Au centre de la troupe se meut la silhouette imposante du duc d’Arches, roidie dans son grand harnois doublé de velours, le heaume sommé d’une aigle éployée, becquée et couronnée d’argent. ~ P.35

Tout le front s’affaisse, dans un abattis de lances, des envolées de bardes blasonnées, et bientôt un chaos confus s’empêtre sur le pré, où roulent pêle-mêle hanches de chevaux, écus armoriés, hampes fracassées, sabots ferrés, couleurs froissées, crinières tressées. ~p.48

Blandin, lui, est totalement différent. (D’abord, il est mal écrit. Mais non, je blague.
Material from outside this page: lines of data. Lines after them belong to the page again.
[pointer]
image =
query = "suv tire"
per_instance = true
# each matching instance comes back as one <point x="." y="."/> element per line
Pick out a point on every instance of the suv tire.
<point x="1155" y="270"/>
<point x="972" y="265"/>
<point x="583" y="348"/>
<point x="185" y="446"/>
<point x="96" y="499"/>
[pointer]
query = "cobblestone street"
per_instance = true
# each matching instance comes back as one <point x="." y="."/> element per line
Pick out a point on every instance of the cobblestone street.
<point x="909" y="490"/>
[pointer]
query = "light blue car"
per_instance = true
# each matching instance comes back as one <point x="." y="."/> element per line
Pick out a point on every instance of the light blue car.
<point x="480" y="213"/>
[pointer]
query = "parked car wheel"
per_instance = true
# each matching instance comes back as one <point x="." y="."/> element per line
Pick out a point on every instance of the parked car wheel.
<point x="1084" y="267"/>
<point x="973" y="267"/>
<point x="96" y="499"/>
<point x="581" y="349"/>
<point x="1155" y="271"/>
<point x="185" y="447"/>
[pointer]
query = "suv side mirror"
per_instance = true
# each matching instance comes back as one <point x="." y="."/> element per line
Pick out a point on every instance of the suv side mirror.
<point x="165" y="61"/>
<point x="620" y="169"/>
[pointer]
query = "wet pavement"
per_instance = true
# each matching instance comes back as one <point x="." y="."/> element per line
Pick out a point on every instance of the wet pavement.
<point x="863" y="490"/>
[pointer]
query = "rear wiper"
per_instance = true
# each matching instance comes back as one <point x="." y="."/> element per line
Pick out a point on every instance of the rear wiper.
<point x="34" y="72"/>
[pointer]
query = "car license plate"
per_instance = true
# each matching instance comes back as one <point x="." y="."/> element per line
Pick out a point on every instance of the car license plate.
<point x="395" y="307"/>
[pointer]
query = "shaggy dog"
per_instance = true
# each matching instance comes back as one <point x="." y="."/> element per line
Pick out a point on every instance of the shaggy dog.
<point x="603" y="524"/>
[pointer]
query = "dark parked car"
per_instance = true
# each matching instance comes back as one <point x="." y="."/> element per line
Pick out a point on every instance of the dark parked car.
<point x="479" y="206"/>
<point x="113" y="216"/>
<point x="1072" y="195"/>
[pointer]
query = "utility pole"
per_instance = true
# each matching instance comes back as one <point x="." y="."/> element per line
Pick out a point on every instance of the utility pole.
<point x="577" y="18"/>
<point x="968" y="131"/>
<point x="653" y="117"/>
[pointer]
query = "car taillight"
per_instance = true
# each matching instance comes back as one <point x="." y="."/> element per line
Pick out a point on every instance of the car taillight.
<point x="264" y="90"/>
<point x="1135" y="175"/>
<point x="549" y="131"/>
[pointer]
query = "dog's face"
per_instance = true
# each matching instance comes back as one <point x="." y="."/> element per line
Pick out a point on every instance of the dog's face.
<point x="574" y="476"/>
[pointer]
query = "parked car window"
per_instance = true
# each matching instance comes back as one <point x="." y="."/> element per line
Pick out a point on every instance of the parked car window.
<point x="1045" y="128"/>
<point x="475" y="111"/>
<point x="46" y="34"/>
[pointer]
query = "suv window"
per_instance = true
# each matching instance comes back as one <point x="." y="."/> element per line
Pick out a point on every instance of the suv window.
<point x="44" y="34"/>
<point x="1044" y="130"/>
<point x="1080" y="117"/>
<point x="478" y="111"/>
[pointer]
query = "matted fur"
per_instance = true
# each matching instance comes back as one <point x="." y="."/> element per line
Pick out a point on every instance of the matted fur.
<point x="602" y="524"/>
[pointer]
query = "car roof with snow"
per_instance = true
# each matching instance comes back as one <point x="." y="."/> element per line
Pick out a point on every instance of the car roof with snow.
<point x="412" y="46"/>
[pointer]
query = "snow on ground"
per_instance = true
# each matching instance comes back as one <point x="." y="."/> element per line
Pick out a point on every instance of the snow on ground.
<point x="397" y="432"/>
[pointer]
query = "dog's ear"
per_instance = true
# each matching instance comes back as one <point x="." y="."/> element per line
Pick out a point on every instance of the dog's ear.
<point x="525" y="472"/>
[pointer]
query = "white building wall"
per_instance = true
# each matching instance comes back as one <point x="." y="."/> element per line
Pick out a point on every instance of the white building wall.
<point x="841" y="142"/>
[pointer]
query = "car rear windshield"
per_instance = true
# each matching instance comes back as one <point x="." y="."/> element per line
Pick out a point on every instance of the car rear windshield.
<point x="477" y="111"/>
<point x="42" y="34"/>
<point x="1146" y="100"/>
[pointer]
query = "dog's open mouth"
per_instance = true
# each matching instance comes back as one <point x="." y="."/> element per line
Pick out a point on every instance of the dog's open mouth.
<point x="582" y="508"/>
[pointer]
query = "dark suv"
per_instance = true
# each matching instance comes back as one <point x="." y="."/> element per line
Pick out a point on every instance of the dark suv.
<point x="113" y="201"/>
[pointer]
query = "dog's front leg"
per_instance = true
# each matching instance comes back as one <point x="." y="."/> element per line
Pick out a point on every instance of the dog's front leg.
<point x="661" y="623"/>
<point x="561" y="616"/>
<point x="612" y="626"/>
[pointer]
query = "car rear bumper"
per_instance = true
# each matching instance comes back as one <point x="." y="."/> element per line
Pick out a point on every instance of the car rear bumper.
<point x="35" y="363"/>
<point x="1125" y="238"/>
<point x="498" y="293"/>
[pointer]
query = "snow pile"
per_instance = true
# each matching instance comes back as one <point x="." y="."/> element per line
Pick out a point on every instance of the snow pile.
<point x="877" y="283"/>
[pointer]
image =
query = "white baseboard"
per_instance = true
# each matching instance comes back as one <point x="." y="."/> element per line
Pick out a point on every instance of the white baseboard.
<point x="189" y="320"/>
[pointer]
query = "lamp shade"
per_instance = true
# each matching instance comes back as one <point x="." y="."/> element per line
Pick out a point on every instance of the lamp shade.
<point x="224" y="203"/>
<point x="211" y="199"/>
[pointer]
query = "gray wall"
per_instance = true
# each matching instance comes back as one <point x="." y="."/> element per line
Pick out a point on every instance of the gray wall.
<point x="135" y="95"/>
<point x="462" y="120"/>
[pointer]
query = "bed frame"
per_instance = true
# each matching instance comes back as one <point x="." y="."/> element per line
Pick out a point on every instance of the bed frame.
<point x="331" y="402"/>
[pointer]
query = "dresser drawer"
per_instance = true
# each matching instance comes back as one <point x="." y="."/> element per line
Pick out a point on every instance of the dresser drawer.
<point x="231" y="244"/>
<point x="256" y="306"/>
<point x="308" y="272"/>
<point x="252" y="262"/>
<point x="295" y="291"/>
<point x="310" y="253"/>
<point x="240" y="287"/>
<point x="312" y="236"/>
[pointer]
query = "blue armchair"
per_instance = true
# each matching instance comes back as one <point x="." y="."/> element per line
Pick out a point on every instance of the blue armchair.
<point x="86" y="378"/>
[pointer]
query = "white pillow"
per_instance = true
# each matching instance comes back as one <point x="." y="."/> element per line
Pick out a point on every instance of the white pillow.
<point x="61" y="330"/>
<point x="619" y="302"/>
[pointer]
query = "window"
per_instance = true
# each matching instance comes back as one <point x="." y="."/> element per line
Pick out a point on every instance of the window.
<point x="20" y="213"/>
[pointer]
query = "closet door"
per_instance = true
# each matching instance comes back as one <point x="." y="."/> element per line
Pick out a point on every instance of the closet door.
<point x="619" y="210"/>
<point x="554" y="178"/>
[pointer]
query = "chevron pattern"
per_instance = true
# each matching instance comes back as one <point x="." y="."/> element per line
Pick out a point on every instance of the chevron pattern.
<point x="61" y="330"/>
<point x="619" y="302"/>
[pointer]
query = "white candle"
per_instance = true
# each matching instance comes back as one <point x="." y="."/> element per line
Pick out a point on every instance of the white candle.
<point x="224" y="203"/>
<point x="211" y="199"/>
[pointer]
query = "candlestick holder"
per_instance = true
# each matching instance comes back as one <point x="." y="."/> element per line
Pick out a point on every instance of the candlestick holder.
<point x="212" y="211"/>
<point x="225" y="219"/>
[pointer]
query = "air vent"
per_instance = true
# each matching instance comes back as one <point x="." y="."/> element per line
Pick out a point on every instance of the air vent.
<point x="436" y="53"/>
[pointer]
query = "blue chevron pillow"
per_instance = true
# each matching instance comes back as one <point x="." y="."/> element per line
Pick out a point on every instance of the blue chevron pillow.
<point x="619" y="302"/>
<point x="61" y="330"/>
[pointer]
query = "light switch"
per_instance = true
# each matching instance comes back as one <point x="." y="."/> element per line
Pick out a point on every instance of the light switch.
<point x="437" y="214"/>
C’est du Jaworski. //Mode fan off) Ce conte fantastique se déroule lentement sur une petite centaine de pages où le lecteur découvre progressivement la folie de Blandin en même temps que le narrateur. Vous pouvez dans ce texte noter les étymologies nominatives amusantes, vous familiariser quelque peu avec le quotidien des imagiers d’antan, voyager à travers le Vieux Royaume accompagnés de Blandin et de son maître Albinello. Le gros de la nouvelle est bien résumé dans la 4e et il m’est difficile d’en rajouter beaucoup sans vous dévoiler toute l’histoire. Au final, on se retrouve avec une intrigue classique parmi les contes, mais encore une fois parée de la maestria de l’auteur qui semble-t-il mesure avec précision chacune de ses avancées narratives vers la conclusion (que j’aurais dû deviner, mais j’étais trop occupée à savourer ma lecture pour ne pas me laisser totalement embarquer, moi aussi), et les orne toujours de son style inimitable.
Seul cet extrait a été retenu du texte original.